Juste retour des choses, Georges organise pour moi une conférence à Lisbonne. Il me fait rencontrer des gens intéressés par l’apprentissage de la psychosomatique orientale, médecins et non médecins. C’est au cours de cette première conférence que je rencontre un italo-portugais. Il sera d’abord mon élève, ensuite organisateur et gestionnaire des cours, puis dauphin dans l’enseignement et praticien hors pair. Il s’agit de mon ami le docteur Riccardo Salvatore sans qui rien de durable ne se serait réalisé. Mais c’est grâce à Georges Stobbaerts qu’au début, je viens régulièrement à Lisbonne. Il me loge, je donne mes cours aux étudiants dans son dojo de Cascais et je lui donne, à lui, un enseignement parallèle privé. Sur mes conseils, il se rend ensuite au Canada effectuer un stage auprès du professeur Leung Kok Yuen. Ensuite, chacun a continué son chemin. J’ai poursuivi au Portugal avec Riccardo. J’ai plusieurs fois revu Georges. J’ai admiré son oeuvre à Sintra. Lorsqu’il m’a fait visiter son dojo l’année de l’Exposition Universelle, nous avions même convenu d’écrire nos souvenirs. Peut-être ces quelques lignes en seront-elles les prémices? En tout cas je ne le remercierai jamais assez de m’avoir enseigné dans mes jeunes années, l’art de la conduite du qi. Grâce à lui, l’esprit de l’aïkido n’a jamais cessé de m’habiter, mais les pratiques de santé étaient davantage mon instrument pour la gestion du qi. Et aujourd’hui avec le recul, même si l’on pense que je n’avais aucune technique et un niveau médiocre, je suis fier d’avoir été le spermatozoïde borgne et initiateur de l’arrivée de l’aïkido au Portugal. Je ne pensais pas qu’un jour, j’aurais à évoquer cela. Mais quant à dire les choses, il convient de tout dire, et cela ne m’empêche pas de rester un homme simple et humble, comme il a aussi été écrit à mon sujet.

EPILOGUE

Décembre 2005. Comme je dois me rendre à Lisbonne, je me dis que c’est l’occasion de contacter et revoir Georges Stobbaerts. Des amis me communiquent ses téléphones. Trois jours durant, et plusieurs fois, j’appelle : le “ maître ” (comme ils le nomment) est chaque fois occupé. Je réussis à joindre son épouse qui me dit le prévenir et qu’il me rappellera … sans résultat ! J’essaye une dernière fois. A l’annonce de mon nom, le ton désormais se ferme. Je me résigne à comprendre que Georges semble ne pas souhaiter me parler. Cela a-t-il à voir avec ce qui a été écrit à mon propos sur internet ? Est-ce parce que Georges Stobbaerts pratique désormais l’acupuncture et qu’il n’aurait pas donné toutes ses sources formatives ? Je l’ignore. Pour autant, je ne retire rien de tout le bien que j’ai écrit à son sujet.

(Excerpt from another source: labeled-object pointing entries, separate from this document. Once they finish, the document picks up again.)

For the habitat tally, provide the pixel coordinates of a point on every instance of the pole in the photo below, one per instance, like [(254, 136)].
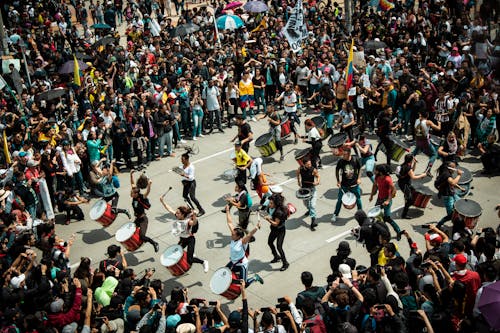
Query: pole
[(5, 47)]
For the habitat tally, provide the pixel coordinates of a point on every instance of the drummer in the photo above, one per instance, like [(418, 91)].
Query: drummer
[(308, 178), (274, 120), (140, 203), (446, 184), (406, 173), (239, 251), (314, 139), (422, 139), (450, 148), (188, 225)]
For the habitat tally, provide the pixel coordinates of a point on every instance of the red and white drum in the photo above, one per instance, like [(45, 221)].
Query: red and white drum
[(222, 283), (129, 236), (102, 212), (175, 260)]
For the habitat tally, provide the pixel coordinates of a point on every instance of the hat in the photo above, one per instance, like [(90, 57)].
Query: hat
[(57, 305), (186, 328), (16, 281), (434, 238), (173, 320), (234, 318), (460, 259), (345, 270)]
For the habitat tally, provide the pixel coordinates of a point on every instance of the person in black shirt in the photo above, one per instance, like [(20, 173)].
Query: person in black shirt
[(278, 213), (350, 169), (308, 177), (405, 175), (140, 203)]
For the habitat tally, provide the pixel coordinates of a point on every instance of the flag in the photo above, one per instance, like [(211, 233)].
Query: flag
[(296, 30), (76, 72), (350, 70), (6, 149)]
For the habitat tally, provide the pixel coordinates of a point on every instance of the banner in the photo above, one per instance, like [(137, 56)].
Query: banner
[(295, 30)]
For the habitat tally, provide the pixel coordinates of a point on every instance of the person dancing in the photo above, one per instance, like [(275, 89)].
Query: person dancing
[(189, 185), (140, 203), (187, 223), (278, 213), (238, 262)]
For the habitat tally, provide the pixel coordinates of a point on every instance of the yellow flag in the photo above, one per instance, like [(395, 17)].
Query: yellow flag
[(76, 70)]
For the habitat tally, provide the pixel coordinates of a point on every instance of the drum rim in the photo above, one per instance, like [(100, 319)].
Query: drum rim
[(218, 279), (122, 230), (167, 261)]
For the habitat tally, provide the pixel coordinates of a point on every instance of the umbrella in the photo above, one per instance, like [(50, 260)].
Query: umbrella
[(489, 304), (374, 44), (185, 29), (104, 41), (232, 5), (69, 66), (100, 26), (50, 94), (255, 7), (229, 22)]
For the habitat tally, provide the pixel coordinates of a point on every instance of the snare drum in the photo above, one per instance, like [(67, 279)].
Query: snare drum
[(303, 193), (376, 213), (467, 210), (129, 236), (175, 260), (222, 283), (336, 142), (266, 144), (349, 200), (320, 124), (421, 197), (102, 212), (299, 155), (285, 128)]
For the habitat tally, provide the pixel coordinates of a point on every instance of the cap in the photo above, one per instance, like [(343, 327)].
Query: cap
[(460, 259), (434, 238)]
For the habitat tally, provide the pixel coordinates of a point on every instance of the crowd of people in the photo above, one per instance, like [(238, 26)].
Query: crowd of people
[(422, 70)]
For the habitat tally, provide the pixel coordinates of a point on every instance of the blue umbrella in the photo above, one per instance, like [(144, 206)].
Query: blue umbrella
[(229, 22), (255, 7)]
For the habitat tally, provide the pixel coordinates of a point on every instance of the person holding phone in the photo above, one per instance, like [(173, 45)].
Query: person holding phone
[(239, 250)]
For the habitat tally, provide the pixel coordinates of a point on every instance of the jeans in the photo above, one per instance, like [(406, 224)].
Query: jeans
[(197, 116), (311, 202), (449, 204), (357, 192), (166, 138)]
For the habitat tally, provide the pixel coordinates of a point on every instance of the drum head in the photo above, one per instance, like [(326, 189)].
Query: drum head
[(263, 139), (468, 208), (221, 280), (171, 256), (98, 209), (466, 176), (125, 232), (337, 140)]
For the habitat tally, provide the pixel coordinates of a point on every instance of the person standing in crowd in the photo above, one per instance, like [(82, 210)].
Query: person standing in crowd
[(422, 139), (349, 168), (386, 191), (290, 100), (406, 173), (140, 203), (186, 226), (278, 214), (189, 185), (308, 178)]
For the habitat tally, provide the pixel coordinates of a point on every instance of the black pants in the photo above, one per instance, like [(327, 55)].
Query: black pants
[(189, 194), (277, 234), (190, 242)]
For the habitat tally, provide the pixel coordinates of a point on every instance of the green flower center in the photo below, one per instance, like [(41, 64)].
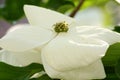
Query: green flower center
[(61, 27)]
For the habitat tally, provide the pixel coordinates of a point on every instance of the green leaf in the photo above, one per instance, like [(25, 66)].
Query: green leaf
[(8, 72), (43, 77), (112, 55), (64, 8), (111, 58), (117, 68), (117, 29), (56, 4)]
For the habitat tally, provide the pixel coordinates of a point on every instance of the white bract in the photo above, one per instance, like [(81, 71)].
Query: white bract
[(72, 55)]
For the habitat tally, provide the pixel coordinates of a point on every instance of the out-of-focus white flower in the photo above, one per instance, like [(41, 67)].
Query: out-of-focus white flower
[(72, 55)]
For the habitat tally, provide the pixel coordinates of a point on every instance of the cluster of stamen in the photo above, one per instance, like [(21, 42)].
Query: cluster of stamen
[(61, 27)]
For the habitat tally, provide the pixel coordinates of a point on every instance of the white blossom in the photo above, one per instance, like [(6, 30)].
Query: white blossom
[(72, 55)]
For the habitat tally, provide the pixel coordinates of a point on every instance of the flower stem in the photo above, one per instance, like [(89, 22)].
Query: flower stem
[(77, 8)]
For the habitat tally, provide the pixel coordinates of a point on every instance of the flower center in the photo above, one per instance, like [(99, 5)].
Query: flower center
[(61, 27)]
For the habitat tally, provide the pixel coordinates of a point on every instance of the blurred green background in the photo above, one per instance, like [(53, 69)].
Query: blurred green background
[(92, 12)]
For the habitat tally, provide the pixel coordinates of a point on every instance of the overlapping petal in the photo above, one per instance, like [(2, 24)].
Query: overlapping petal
[(45, 18), (26, 38), (71, 52), (92, 71), (21, 58), (96, 32)]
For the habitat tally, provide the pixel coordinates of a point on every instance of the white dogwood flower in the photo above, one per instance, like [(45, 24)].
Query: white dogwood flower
[(67, 51)]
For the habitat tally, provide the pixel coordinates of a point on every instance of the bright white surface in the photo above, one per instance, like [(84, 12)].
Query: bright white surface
[(70, 52), (41, 17), (26, 38)]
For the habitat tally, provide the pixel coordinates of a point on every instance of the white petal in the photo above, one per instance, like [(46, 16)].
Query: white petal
[(92, 71), (96, 32), (26, 38), (42, 17), (66, 53), (21, 58)]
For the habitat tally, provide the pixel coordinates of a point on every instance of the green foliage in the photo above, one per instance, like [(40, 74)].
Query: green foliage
[(60, 5), (117, 29), (13, 9), (110, 60), (8, 72), (117, 68)]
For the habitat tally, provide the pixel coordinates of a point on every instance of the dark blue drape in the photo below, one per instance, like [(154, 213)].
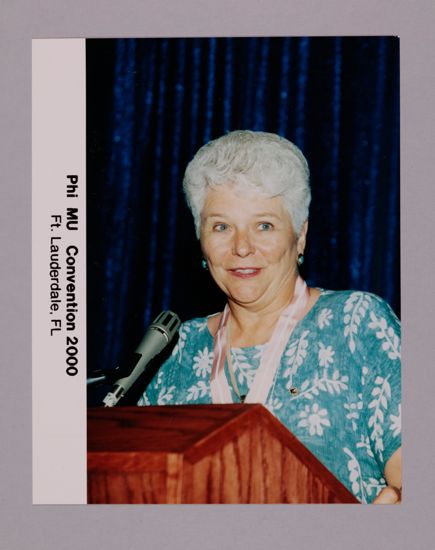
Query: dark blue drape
[(151, 103)]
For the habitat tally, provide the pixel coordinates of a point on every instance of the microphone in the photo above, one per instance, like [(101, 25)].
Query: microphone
[(157, 337)]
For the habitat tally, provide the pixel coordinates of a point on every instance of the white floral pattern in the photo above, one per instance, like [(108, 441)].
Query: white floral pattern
[(202, 363), (326, 355), (337, 388)]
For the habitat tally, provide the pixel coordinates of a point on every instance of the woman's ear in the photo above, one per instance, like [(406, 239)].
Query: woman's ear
[(302, 239)]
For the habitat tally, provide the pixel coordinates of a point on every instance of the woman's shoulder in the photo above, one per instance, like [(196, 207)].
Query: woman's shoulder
[(354, 300)]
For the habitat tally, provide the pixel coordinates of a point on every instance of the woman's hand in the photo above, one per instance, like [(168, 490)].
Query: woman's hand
[(392, 494)]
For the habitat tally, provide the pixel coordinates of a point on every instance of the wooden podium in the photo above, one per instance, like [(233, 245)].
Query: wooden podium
[(202, 454)]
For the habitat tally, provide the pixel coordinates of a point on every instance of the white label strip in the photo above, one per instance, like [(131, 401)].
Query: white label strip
[(59, 271)]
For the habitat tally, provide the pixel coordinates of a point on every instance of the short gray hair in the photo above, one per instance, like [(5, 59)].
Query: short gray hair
[(256, 160)]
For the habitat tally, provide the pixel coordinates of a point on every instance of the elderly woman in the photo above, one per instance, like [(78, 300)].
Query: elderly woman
[(326, 364)]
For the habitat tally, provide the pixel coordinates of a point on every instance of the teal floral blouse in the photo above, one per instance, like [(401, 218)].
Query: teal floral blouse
[(342, 365)]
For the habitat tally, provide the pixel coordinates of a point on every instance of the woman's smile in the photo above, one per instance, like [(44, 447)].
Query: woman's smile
[(250, 246)]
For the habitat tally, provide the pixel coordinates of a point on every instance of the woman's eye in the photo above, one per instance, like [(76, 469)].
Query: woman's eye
[(265, 226), (220, 227)]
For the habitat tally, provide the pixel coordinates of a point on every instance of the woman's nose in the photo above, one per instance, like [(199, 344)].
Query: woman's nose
[(242, 244)]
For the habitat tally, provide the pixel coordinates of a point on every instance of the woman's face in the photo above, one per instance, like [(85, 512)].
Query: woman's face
[(250, 246)]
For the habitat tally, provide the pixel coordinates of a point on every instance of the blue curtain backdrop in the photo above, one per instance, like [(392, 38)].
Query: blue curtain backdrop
[(151, 103)]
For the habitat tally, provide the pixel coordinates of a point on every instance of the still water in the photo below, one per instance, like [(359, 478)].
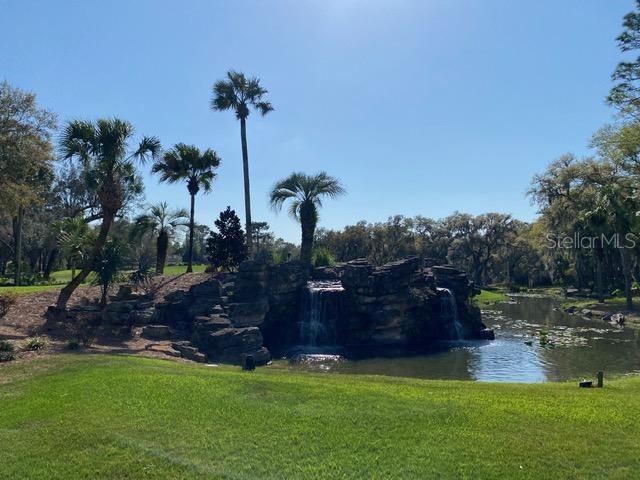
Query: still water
[(574, 347)]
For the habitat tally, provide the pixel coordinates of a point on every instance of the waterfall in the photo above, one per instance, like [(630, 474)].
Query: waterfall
[(321, 305), (449, 310)]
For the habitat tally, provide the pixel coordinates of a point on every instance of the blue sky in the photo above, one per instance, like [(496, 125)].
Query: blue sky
[(419, 107)]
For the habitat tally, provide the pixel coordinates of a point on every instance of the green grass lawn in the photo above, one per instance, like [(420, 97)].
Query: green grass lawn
[(62, 277), (85, 416), (488, 298)]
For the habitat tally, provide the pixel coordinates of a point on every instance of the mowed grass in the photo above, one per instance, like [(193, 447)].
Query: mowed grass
[(62, 277), (487, 298), (84, 416)]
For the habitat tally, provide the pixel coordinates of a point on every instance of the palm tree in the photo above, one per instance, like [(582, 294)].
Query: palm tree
[(187, 163), (305, 193), (161, 221), (239, 93), (102, 147), (74, 239)]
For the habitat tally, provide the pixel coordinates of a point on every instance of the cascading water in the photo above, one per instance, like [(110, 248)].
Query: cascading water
[(321, 305), (449, 310)]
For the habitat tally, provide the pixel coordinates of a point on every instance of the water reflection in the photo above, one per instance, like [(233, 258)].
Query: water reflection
[(575, 347)]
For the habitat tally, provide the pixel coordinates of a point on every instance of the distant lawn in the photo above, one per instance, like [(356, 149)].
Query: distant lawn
[(87, 416), (172, 270), (60, 278), (488, 298), (29, 289)]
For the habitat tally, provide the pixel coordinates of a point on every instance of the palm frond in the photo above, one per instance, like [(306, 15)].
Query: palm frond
[(148, 148)]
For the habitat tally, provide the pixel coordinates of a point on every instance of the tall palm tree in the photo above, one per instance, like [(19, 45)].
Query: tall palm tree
[(102, 147), (74, 239), (187, 163), (304, 193), (163, 222), (239, 93)]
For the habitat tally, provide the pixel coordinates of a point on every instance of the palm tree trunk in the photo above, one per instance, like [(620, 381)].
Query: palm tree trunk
[(599, 261), (191, 228), (247, 189), (308, 227), (49, 262), (17, 235), (626, 270), (161, 252), (67, 291)]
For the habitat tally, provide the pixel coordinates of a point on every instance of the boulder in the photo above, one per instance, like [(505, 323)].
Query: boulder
[(156, 332)]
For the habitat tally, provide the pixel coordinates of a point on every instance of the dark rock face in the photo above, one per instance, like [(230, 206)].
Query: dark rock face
[(230, 317), (220, 317), (400, 304)]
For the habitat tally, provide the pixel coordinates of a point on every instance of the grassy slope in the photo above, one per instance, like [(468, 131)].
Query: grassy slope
[(62, 277), (123, 417), (487, 298)]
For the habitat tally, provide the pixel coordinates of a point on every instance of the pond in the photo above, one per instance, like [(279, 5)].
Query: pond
[(535, 342)]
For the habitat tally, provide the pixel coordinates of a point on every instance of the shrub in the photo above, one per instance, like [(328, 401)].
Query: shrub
[(322, 257), (226, 248), (142, 275), (35, 343), (107, 267), (6, 300), (6, 351)]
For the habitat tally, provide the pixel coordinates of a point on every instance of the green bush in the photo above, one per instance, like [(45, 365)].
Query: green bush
[(6, 351), (322, 257), (6, 300), (35, 343)]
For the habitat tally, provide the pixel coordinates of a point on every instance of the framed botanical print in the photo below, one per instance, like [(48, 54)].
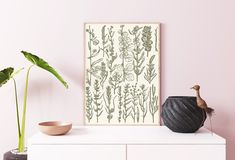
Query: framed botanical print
[(122, 74)]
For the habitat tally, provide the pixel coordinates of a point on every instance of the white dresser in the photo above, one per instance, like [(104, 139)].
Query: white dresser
[(127, 143)]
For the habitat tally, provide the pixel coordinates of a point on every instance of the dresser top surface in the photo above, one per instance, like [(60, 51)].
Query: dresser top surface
[(127, 135)]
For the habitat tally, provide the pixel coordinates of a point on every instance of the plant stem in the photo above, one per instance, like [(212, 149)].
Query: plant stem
[(21, 141), (17, 109)]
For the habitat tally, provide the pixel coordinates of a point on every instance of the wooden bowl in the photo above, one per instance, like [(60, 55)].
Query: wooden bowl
[(55, 128)]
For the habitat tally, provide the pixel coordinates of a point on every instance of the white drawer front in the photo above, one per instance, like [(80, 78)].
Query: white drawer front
[(176, 152), (76, 152)]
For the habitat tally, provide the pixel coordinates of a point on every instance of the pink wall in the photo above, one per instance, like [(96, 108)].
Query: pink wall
[(197, 46)]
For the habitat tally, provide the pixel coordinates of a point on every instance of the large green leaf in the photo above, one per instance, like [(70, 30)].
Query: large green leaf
[(5, 75), (44, 65)]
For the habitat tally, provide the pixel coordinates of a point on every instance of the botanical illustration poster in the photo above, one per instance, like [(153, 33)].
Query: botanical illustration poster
[(122, 67)]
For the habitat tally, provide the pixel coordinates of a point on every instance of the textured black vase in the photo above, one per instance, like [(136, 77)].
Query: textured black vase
[(181, 114)]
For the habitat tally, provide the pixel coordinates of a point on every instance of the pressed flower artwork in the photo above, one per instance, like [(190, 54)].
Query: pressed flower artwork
[(122, 73)]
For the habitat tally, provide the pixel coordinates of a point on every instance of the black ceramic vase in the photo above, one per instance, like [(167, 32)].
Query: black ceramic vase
[(14, 155), (181, 114)]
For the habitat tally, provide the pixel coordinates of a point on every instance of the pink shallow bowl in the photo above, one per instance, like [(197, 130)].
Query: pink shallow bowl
[(54, 128)]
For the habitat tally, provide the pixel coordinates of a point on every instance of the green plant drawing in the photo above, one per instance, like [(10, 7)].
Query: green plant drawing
[(150, 73), (126, 57), (104, 38), (134, 100), (98, 109), (138, 54), (89, 106), (146, 39), (107, 99), (121, 73), (111, 55), (126, 101), (143, 96), (156, 39), (120, 103), (153, 107), (115, 80), (93, 52), (103, 73)]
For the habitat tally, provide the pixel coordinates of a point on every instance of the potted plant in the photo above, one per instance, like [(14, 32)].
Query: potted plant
[(9, 74)]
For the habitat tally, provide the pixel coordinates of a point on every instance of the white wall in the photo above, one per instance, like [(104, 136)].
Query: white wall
[(197, 47)]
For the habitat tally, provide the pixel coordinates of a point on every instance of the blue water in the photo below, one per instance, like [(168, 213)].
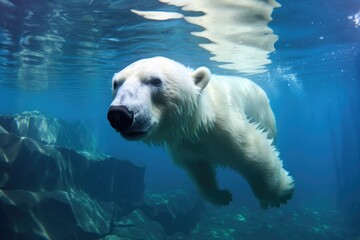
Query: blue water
[(59, 58)]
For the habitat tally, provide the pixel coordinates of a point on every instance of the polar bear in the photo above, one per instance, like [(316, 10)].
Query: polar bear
[(205, 121)]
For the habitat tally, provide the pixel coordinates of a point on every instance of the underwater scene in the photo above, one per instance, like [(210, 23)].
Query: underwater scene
[(151, 119)]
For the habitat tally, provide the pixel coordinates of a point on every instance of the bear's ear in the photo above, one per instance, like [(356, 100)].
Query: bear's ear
[(201, 77)]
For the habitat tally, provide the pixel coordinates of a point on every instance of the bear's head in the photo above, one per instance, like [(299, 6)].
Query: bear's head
[(156, 99)]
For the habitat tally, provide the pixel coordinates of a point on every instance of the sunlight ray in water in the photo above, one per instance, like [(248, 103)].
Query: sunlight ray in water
[(239, 35)]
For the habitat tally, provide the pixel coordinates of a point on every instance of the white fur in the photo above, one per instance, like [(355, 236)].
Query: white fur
[(207, 121)]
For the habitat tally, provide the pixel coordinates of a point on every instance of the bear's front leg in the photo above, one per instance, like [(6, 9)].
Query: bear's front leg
[(259, 162), (204, 176)]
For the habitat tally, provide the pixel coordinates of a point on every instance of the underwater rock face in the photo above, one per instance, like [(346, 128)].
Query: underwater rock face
[(29, 165), (53, 215), (49, 130), (48, 191)]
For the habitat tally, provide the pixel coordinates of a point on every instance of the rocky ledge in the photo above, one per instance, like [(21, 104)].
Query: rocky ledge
[(54, 185)]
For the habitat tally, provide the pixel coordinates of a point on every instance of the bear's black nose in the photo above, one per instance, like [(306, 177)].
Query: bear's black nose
[(120, 118)]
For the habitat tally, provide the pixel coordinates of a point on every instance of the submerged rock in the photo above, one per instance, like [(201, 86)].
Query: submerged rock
[(53, 215), (49, 130), (51, 191), (29, 165)]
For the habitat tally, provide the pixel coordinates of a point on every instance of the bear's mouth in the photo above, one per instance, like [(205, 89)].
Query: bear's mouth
[(133, 136)]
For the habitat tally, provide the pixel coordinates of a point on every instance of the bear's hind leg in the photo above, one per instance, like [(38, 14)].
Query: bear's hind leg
[(204, 176)]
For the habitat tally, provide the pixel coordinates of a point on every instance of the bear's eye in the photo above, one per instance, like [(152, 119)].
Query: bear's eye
[(155, 81), (118, 83)]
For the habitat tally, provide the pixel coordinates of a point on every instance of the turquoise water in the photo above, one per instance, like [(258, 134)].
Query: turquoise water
[(58, 57)]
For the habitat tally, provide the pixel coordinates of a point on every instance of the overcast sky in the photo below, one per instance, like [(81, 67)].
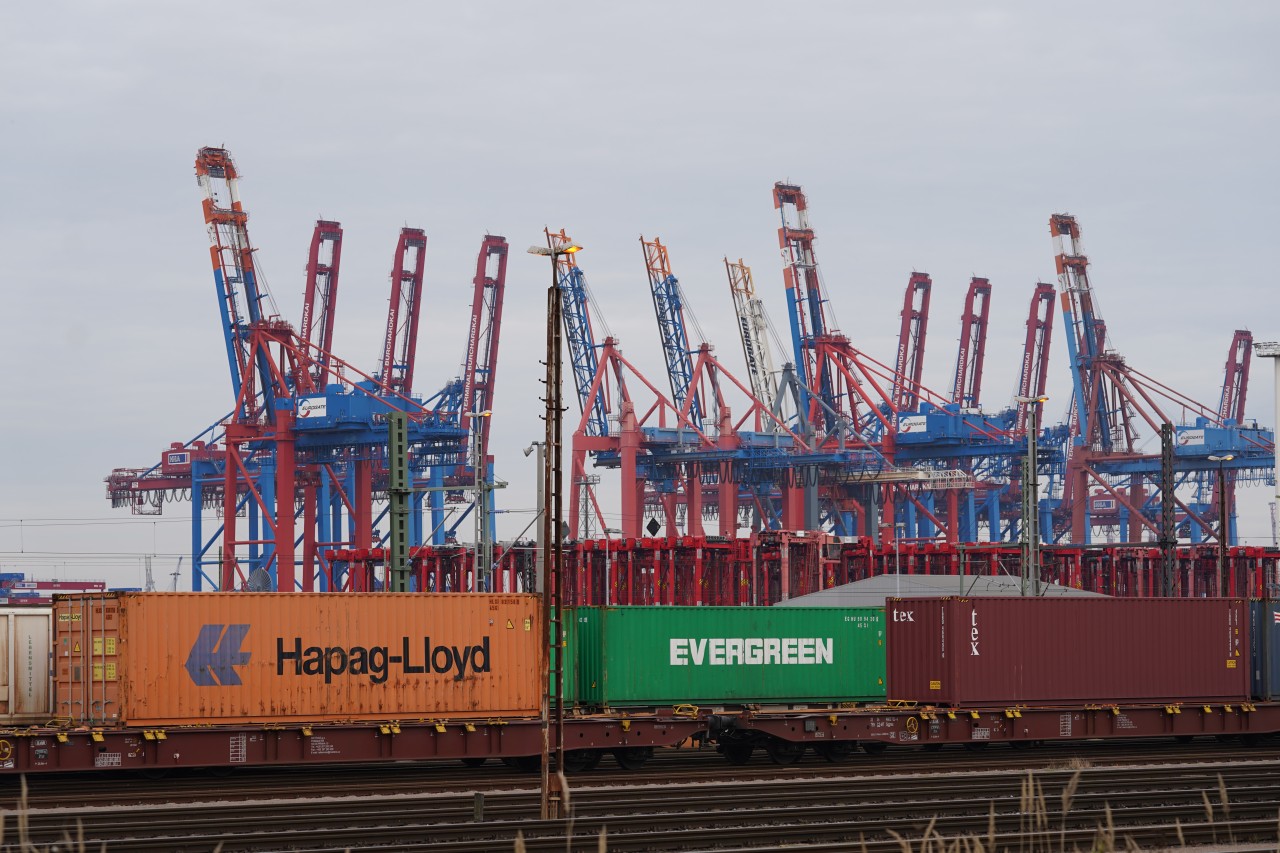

UNE GRANDE LOI DE LA SANTE

De tout cela je retiens le message positif suivant : pour qui y est attentif, la vie est l’occasion de nous rappeler les grandes lois de la santé. Ainsi la non communication est dommageable, comme l’est la transformation des faits au profit de l’ego. Les conséquences en sont les conflits et la maladie. Il est à souhaiter que mon ami de presque cinquante ans, Georges Stobbaerts, spécialiste incontesté du qi quand il s’agit de l’aïkido, ne l’ait pas oublié. Il en va de sa santé que je lui souhaite florissante.